【5月15日 AFP】ブラジル・リオデジャネイロ(Rio de Janeiro)州のグアナバラ湾(Guanabara Bay)。周囲にはエメラルド色の丘陵が広がり、右手には岩山ポンジアスーカル(Sugarloaf Mountain)、丘の上にはコルコバードのキリスト像(Christ the Redeemer)がそびえ立つ。だが、見事な景観を台無しにしているものが一つある。湾が放つ悪臭だ。未処理の下水や工場から排出される汚染物質が流れ込み、ごみが浮かんでいる。

 人口1250万人を抱えるグアナバラ湾の流域系には長年、有毒な化学物質や下水が垂れ流され、ごみが捨てられてきた。下水の54.3%は未処理だ。

 事態が改善されないまま数十年がたち、州当局は昨年、ようやく解決策を発表。水道公社Cedaeを民営化し、運用権をブラジル最大の汚物処理企業の系列会社、アグアス・ド・リオ(Aguas do Rio)に売却した。

 同社は、グアナバラ湾の浄化を約束。今後5年間で27億レアル(約670億円)を投じて廃水処理システムを立て直し、グアナバラ湾をきれいにするとしている。

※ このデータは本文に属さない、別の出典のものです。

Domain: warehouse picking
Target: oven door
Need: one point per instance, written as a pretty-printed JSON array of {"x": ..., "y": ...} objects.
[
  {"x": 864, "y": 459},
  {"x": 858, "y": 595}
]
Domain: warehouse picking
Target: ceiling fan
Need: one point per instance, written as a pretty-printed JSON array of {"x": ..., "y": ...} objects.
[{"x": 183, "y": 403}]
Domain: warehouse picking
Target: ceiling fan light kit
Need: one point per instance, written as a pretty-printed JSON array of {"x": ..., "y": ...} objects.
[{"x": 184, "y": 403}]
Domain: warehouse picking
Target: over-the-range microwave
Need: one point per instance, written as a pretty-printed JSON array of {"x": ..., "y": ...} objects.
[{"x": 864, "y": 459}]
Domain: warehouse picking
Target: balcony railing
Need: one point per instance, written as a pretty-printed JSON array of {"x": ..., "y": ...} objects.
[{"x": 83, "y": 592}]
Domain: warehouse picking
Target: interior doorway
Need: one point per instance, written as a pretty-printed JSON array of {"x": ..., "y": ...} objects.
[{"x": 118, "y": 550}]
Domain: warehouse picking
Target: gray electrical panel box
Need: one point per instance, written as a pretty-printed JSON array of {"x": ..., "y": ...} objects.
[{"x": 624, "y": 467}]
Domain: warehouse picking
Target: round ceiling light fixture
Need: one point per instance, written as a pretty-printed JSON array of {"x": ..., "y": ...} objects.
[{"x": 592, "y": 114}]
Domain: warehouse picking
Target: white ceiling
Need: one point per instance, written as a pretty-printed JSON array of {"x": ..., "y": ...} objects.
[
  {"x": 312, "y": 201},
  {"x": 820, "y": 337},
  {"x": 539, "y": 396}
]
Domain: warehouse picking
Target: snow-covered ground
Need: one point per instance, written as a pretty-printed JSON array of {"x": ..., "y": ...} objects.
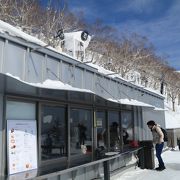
[{"x": 172, "y": 171}]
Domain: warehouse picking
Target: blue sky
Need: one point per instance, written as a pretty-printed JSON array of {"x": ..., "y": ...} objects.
[{"x": 158, "y": 20}]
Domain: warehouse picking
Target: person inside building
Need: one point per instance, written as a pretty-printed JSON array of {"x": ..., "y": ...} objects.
[
  {"x": 158, "y": 140},
  {"x": 125, "y": 136},
  {"x": 114, "y": 136}
]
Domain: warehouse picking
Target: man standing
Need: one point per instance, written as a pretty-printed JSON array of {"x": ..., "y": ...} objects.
[{"x": 158, "y": 140}]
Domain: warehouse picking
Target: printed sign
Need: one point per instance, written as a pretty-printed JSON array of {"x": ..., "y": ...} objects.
[{"x": 22, "y": 145}]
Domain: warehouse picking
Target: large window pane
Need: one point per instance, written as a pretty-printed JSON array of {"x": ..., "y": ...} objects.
[
  {"x": 114, "y": 129},
  {"x": 81, "y": 131},
  {"x": 20, "y": 110},
  {"x": 53, "y": 132},
  {"x": 101, "y": 128}
]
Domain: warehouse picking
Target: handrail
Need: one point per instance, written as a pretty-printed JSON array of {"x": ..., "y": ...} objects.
[{"x": 86, "y": 165}]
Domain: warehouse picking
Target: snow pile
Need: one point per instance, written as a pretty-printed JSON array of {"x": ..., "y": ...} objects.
[{"x": 172, "y": 162}]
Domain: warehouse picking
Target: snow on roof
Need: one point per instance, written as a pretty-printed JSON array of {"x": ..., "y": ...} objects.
[
  {"x": 106, "y": 72},
  {"x": 11, "y": 30},
  {"x": 52, "y": 84},
  {"x": 69, "y": 44},
  {"x": 131, "y": 102}
]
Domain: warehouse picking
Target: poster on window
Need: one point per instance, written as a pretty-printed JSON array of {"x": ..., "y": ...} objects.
[{"x": 22, "y": 145}]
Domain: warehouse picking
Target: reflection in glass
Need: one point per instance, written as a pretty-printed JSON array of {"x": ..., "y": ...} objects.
[
  {"x": 114, "y": 129},
  {"x": 101, "y": 128},
  {"x": 53, "y": 130},
  {"x": 81, "y": 131}
]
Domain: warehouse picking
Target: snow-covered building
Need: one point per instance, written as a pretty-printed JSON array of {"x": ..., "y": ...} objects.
[{"x": 55, "y": 110}]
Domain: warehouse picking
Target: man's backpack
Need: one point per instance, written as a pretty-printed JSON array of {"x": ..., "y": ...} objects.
[{"x": 165, "y": 134}]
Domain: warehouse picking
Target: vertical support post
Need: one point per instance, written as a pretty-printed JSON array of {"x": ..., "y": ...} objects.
[
  {"x": 106, "y": 170},
  {"x": 68, "y": 137},
  {"x": 141, "y": 158}
]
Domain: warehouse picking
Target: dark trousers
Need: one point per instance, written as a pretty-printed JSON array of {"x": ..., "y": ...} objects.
[{"x": 159, "y": 148}]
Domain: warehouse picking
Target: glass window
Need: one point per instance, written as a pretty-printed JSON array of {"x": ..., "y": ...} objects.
[
  {"x": 20, "y": 110},
  {"x": 81, "y": 131},
  {"x": 127, "y": 125},
  {"x": 101, "y": 128},
  {"x": 53, "y": 132},
  {"x": 114, "y": 129}
]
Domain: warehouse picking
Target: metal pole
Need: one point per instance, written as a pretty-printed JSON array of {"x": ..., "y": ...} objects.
[{"x": 106, "y": 170}]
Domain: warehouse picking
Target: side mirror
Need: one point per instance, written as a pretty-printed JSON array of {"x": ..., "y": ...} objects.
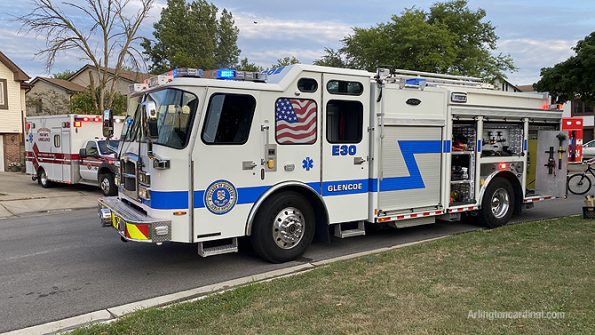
[
  {"x": 108, "y": 123},
  {"x": 150, "y": 115}
]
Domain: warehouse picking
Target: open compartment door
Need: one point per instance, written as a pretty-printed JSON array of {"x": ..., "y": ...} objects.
[{"x": 551, "y": 163}]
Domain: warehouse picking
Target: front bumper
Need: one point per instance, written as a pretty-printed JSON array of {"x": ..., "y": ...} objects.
[{"x": 132, "y": 224}]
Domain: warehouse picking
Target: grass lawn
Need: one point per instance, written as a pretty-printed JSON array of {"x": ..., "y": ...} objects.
[{"x": 424, "y": 289}]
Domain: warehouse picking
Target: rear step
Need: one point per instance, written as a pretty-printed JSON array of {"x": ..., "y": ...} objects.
[
  {"x": 359, "y": 231},
  {"x": 217, "y": 249}
]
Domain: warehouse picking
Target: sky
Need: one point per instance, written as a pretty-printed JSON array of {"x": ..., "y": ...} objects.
[{"x": 536, "y": 33}]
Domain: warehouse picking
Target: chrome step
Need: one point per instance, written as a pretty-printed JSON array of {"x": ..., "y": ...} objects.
[
  {"x": 359, "y": 231},
  {"x": 218, "y": 249}
]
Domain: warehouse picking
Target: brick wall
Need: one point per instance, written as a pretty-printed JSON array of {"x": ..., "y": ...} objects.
[{"x": 14, "y": 150}]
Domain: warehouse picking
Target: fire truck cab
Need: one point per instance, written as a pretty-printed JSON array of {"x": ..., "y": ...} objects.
[{"x": 303, "y": 150}]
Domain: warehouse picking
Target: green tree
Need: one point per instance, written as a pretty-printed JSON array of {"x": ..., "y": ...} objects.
[
  {"x": 286, "y": 61},
  {"x": 573, "y": 78},
  {"x": 191, "y": 35},
  {"x": 449, "y": 38},
  {"x": 245, "y": 65},
  {"x": 64, "y": 75},
  {"x": 332, "y": 58}
]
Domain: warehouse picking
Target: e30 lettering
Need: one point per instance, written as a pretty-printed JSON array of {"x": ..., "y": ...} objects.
[{"x": 344, "y": 150}]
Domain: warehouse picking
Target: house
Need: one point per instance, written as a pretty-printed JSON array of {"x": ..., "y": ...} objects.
[
  {"x": 50, "y": 96},
  {"x": 12, "y": 111}
]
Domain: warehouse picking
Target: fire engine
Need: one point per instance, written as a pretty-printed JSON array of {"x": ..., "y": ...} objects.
[
  {"x": 69, "y": 149},
  {"x": 303, "y": 151}
]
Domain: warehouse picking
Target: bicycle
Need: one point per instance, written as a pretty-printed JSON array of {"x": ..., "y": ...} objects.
[{"x": 580, "y": 183}]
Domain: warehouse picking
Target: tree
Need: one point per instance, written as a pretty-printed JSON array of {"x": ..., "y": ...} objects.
[
  {"x": 82, "y": 103},
  {"x": 191, "y": 35},
  {"x": 46, "y": 103},
  {"x": 573, "y": 78},
  {"x": 64, "y": 75},
  {"x": 450, "y": 38},
  {"x": 245, "y": 65},
  {"x": 332, "y": 58},
  {"x": 286, "y": 61},
  {"x": 109, "y": 42}
]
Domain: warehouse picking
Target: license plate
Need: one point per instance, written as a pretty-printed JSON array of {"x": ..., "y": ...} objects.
[{"x": 116, "y": 220}]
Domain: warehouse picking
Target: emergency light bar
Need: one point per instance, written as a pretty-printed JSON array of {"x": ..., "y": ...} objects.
[{"x": 222, "y": 74}]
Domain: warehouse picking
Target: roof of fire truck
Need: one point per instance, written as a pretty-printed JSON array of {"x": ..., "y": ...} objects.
[{"x": 279, "y": 79}]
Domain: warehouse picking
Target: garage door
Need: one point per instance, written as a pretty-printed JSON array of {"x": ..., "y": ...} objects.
[{"x": 1, "y": 152}]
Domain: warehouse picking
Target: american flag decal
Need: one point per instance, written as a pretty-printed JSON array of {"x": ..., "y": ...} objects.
[{"x": 296, "y": 121}]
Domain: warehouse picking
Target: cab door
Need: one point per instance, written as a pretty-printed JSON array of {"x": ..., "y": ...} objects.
[
  {"x": 345, "y": 147},
  {"x": 55, "y": 172},
  {"x": 228, "y": 162}
]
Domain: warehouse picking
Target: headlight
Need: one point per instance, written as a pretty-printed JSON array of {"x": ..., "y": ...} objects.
[
  {"x": 144, "y": 178},
  {"x": 144, "y": 192}
]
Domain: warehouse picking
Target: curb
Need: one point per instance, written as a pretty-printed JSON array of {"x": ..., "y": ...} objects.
[{"x": 111, "y": 314}]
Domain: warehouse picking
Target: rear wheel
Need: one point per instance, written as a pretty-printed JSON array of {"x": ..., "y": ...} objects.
[
  {"x": 579, "y": 184},
  {"x": 107, "y": 184},
  {"x": 42, "y": 178},
  {"x": 497, "y": 205},
  {"x": 284, "y": 227}
]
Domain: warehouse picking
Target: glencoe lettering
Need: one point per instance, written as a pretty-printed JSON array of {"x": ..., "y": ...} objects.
[{"x": 345, "y": 187}]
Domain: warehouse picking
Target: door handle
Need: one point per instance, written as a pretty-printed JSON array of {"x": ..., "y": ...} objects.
[
  {"x": 358, "y": 160},
  {"x": 248, "y": 165}
]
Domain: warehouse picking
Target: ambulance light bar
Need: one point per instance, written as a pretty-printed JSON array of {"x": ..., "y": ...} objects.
[{"x": 415, "y": 82}]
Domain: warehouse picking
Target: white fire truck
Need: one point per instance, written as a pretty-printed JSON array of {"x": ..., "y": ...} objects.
[
  {"x": 304, "y": 151},
  {"x": 70, "y": 149}
]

 だが、過去の計画はいずれも頓挫したため、地元住民は懐疑的だ。

 1994年、州は下水処理場に12億ドル(約1500億円)を投資する計画に乗り出したが、下水道網は未整備のまま。2016年のリオデジャネイロ五輪に向けて10億ドル(約1290億円)近い予算を計上したが、大会開幕の数週間前に財政危機による非常事態を宣言。下水処理率を80%までに引き上げるという公約が果たされることはなかった。